A recipe for building a site of this kind with Claude:

  1. Pick a subject with its own vocabulary. A foundry has proofs, kerns, waterfalls, Zwiebelfische. Ask Claude to list ten artifacts from the subject’s workshop before any design talk.
  2. Set one hard constraint. Ours was “zero images”. A real constraint forces craft into type, layout and motion instead of stock art.
  3. Write the palette as a story, not hexes. “Paper, ink, and the proofreader’s pencil” produces discipline that “primary + accent” never will.

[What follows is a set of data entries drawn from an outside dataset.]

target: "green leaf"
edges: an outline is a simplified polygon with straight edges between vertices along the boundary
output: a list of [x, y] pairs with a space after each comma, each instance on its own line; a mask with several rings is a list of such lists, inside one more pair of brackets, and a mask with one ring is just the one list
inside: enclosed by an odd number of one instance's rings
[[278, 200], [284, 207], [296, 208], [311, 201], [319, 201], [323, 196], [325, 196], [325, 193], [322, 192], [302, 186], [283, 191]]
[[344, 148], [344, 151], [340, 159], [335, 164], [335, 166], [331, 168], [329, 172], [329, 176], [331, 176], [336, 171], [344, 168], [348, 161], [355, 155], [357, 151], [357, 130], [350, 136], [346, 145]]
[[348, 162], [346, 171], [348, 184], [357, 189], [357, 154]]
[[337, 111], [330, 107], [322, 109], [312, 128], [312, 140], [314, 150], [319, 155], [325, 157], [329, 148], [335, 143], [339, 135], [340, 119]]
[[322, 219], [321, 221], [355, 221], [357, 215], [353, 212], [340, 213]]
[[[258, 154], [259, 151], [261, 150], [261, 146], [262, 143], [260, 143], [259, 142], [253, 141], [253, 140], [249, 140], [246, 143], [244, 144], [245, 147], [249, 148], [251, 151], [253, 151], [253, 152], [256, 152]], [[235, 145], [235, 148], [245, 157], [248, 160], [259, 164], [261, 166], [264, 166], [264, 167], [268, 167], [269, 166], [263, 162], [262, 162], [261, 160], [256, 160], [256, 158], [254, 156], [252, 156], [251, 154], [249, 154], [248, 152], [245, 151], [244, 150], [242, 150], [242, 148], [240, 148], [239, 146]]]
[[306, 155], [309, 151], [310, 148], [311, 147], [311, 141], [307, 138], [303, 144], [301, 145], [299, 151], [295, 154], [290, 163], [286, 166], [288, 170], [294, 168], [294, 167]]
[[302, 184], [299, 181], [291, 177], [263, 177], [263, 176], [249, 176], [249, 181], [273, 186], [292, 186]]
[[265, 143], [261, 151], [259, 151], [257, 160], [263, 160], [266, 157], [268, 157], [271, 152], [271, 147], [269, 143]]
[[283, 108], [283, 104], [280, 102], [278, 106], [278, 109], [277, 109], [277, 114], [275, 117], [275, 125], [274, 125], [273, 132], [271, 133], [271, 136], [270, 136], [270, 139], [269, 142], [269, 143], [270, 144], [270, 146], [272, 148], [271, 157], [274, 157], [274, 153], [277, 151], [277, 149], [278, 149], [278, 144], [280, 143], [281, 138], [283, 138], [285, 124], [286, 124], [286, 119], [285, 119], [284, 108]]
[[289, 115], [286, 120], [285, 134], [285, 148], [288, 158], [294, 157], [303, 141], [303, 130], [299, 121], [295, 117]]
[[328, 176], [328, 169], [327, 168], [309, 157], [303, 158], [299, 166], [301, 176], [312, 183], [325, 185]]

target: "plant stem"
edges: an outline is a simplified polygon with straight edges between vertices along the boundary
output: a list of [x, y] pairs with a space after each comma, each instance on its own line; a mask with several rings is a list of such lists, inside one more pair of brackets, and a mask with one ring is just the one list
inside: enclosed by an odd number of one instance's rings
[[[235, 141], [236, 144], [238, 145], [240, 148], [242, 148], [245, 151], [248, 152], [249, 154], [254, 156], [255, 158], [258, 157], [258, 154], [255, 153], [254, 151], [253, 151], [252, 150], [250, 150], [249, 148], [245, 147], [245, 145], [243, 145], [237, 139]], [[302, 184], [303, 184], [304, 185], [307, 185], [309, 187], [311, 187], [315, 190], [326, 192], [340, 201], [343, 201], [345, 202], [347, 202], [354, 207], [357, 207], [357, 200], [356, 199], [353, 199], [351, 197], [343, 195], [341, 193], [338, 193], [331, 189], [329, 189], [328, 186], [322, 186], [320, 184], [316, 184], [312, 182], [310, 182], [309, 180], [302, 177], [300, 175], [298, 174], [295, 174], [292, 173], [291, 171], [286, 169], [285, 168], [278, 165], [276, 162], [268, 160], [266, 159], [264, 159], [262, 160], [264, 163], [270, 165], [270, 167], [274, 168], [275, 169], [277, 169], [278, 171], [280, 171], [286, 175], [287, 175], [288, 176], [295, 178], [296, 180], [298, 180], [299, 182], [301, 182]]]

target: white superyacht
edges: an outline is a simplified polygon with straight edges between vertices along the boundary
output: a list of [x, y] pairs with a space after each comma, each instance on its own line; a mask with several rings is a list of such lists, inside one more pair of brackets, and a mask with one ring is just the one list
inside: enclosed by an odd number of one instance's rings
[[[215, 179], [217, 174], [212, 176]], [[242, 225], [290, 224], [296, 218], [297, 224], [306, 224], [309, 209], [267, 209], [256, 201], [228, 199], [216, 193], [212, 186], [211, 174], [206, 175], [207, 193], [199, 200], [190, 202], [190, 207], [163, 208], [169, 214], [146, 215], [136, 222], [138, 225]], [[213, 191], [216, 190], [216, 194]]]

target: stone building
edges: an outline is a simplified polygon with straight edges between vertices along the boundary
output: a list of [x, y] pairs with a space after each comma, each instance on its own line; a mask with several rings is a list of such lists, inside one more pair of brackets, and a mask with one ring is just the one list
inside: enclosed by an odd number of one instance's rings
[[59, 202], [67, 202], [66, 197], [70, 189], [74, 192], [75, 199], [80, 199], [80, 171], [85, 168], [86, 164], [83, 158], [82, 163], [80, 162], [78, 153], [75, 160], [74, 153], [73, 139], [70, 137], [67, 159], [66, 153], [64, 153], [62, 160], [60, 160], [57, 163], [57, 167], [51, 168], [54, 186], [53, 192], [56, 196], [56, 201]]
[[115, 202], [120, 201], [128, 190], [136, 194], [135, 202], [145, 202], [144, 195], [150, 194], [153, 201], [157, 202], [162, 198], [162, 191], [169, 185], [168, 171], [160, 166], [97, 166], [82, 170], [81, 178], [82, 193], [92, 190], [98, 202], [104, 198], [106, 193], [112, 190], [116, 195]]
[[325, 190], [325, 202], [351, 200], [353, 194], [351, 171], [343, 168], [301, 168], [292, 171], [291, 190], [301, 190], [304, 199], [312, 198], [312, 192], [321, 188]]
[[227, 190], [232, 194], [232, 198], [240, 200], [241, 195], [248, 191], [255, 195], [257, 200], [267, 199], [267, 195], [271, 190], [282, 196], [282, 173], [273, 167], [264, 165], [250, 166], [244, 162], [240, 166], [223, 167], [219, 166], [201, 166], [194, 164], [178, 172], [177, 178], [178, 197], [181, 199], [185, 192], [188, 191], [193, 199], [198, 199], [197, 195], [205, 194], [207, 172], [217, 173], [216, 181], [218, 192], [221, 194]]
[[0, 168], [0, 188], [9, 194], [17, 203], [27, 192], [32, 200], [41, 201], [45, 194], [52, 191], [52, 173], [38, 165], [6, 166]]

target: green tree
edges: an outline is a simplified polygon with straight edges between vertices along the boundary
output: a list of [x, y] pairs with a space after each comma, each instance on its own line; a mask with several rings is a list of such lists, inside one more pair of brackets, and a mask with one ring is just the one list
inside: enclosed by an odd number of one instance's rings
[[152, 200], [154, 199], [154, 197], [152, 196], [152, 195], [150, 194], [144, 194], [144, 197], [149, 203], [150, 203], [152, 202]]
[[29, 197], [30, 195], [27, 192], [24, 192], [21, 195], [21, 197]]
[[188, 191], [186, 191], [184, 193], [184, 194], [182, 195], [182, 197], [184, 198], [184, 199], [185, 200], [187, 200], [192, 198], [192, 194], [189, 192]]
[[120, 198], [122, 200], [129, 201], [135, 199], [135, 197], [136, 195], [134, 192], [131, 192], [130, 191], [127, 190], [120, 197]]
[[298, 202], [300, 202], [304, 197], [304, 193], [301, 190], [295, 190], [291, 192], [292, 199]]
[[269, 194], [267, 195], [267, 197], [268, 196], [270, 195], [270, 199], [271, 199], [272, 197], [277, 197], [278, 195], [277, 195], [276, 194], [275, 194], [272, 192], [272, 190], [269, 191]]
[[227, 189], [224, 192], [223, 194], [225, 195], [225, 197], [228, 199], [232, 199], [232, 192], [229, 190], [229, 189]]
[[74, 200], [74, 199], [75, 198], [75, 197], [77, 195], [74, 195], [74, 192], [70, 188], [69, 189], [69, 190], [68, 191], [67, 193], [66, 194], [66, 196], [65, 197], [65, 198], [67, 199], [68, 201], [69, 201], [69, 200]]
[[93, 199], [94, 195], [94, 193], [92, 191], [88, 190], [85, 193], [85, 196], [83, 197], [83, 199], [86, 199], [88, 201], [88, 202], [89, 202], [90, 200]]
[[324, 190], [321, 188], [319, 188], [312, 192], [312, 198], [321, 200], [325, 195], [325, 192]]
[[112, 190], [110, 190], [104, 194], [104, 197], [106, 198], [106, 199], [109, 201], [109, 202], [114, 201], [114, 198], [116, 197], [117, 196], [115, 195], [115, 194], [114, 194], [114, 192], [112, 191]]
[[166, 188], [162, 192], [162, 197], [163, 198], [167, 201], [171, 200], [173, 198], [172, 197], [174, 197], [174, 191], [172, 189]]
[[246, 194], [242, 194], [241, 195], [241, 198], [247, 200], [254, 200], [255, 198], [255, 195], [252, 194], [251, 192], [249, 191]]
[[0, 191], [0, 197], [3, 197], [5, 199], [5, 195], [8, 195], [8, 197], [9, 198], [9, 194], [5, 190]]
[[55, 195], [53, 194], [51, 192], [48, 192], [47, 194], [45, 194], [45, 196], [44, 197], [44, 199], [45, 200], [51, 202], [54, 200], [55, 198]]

  4. Choose fonts for their axes, not their looks. Ask for variable fonts with big ranges and wire one to input — pointer, scroll, or sliders. That’s your signature element; keep everything else quiet.
  5. Make structure mean something. Our sections are numbered proof sheets because foundries actually number proofs. Delete any label that encodes nothing.
  6. Demand screenshots between passes. Have Claude screenshot desktop and mobile, critique composition hard, and fix what it sees — three times, minimum.
  7. End with the Chanel rule. Remove one accessory. Then check keyboard focus, touch fallbacks and reduced motion — craft is what survives the edge cases.